I often feel guilty reading the comments on your posts because I haven't lost a baby or child. But I love your writing. I love your profanity (absent though it may have been in this post). I love your honesty. I love your clarity. And I owe you such a debt of gratitude for helping me to understand, to the extent possible for an outsider, what a couple of friends of mine have experienced through their babyloss. Thank you, Tash, for expressing yourself exactly the way you do.

I am also so happy to see where you are now. I only came to your blog around last Christmas, but I read every single post over the course of several days. They ripped my heart out while also making me laugh my head off.

I wish you all the best as you continue to be where you are, day by day by day.

Alice said...

What a wonderful post. I could relate to so much in this. I actually feel that I am defined by what happened to me. But I'm defined by it in a postive way. I don't quite know what that means. I'm still finding out. But is some how gets me around the 'defined by it or not' question. Thanks so much for your thoughts. Alice

Peg said...

Lovely post. My sister and her husband were killed in a car accident 18 months ago leaving behind 4 girls. We have adopted two of them. My life has turned upside down. I'll still waiting for the day that I don't feel defined by the accident or the aunt who took in my nieces. But at the same time this horrible thing happened and I don't want to forget. This grief thing is complicated. Thanks for always being so thoughtful and honest. Your words here and on glow in the woods have really moved me.

Erica said...

Love this post and relate so much to not wanting this to be your identity. Love the simple truths.

Homeowner Insurance

Val said...

Tash, I anxiously await your book - you are such a great writer!

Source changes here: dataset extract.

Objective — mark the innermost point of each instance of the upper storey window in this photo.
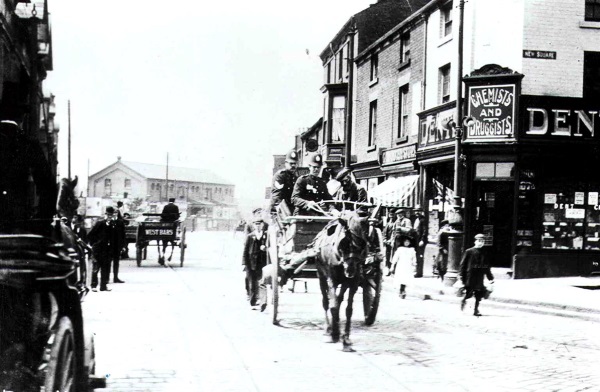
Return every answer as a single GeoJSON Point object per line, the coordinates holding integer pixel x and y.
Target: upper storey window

I've been trying to spend less time in cyberspace & more in the Real World... Neither do I want to be "defined" by my own difficult road to motherhood & the challenging trail thereafter. I've gotten my boy well over halfway to adulthood now; time to come up w/a new goal.

Rachel said...

Wow...that was great...just very honest and I could relate to parts of it easily. Especially the parts about Ale and how he added/subtracted emotions and such in your relationship to grief. Remembering Maddy.

Fireflyforever said...

I'm not sure if I've ever commented here before, Tash but I'm another who was drawn here by the pitch black humour, which seems unfathomable sometimes to non-dbms.

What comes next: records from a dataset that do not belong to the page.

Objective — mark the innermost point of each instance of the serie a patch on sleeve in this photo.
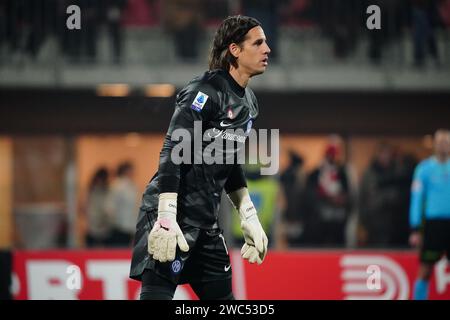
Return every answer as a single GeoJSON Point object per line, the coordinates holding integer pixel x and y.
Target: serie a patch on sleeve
{"type": "Point", "coordinates": [199, 101]}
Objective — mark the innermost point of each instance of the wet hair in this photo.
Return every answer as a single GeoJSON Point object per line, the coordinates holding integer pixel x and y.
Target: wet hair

I'm another one who relates to Joe Biden's comment. I don't know how to NOT let it define me some days but a lot more days now, IT is just something that happened, it's crap and I live with it.

charmedgirl said...

at almost 4 years, the pain is not on my skin anymore; the pain has evolved. i can't even really call it pain anymore.

at almost 4 years out, i can only reap the benefits having her brought to my life and my self. after 3 years of therapy, i moved out with the three and my divorce is almost final. I AM HAPPY. THE TIME IS NOW, for christ's sake. i was blind, and she made me see. actually, i made myself see, in her honor.

so, at almost four years out, babydeath doesn't define me, but it's forced me to define myself, not entirely like my alive children! i am happy with all my children...and myself.

tash, i'm so happy to read this happy you are doing well.